秦文鑫把眾多遇害者的照片列印出來貼在了白板上,將近有二十個。
“你們看,這些遇害者如果我們全部拿出來看,確實我們找不到完全相同的一個共性,他們有男有女,各行各業都有,社交範圍上也冇有交集,唯獨就是都在南山區活動這點,可以讓我們把目光鎖定在南山區的範疇,但是......”

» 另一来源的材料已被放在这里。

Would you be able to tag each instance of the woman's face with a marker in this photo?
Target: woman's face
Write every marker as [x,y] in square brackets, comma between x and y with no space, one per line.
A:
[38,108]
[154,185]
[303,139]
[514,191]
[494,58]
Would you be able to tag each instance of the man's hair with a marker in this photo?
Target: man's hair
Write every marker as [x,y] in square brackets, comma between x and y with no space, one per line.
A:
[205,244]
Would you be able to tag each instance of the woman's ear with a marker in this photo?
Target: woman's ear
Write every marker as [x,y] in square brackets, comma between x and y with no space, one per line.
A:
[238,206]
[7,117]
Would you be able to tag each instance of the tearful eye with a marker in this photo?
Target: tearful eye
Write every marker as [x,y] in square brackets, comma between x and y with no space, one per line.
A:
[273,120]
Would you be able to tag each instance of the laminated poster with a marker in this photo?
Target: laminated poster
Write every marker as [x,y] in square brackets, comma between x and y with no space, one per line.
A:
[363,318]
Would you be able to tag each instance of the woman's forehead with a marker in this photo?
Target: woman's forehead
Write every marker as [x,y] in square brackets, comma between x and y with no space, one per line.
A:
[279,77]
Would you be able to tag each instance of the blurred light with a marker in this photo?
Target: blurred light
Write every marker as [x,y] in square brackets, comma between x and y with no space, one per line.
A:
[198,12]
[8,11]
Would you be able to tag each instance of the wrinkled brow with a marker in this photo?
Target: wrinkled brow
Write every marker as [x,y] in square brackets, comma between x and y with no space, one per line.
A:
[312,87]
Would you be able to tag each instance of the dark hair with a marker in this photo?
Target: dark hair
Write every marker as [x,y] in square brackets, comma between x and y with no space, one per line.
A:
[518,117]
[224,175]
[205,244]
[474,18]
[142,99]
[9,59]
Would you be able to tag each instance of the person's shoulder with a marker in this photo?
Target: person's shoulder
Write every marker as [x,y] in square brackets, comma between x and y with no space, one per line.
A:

秦文鑫說到這裡,忽然從照片堆裡,挑出來了兩張,呂名定睛一看,發現正是自己的兩個“熟人”,秦隊長唯獨把耳釘男跟茉莉的單獨拿了出來。
“如果我們把這兩個人拿出來,就不一樣了。”
呂名聞言用精神力快速掃描了一下排除耳釘男跟茉莉後剩下人的背景資料,幾秒鐘後,呂名瞳孔一縮,試探問道:
“是案底?”
秦文鑫點了點頭:“不錯,正是案底,剩下的人全部都有犯案的曆史,搶劫、強姦等等,基本上都是蹲過監獄的,甚至還有兩個在逃的殺人犯。”
長孫極撓了撓頭:“這算啥?罪有應得?”
呂名此刻忽然語氣肯定道;“不,這不是偶然,這更像是一種......審判,或者說有目的刻意地在挑選目標。”
呂名咬著自己的手指。
旁邊的長孫極剛想發話,卻被一旁的林茜嵐攔了下來,衝他搖了搖頭,比了一個噤聲的手勢,示意長孫極不要打擾此時的呂名。
她感覺到呂名應該是抓到了什麼重點,在奮力思考。
陳振賢在一旁也是饒有興趣的看著呂名。
呂名此時感覺自己的腦子中有無數個碎片,但是就是無法焊接在一起,他不斷嘗試一個個組合,不斷拚接在拆散,打亂重組。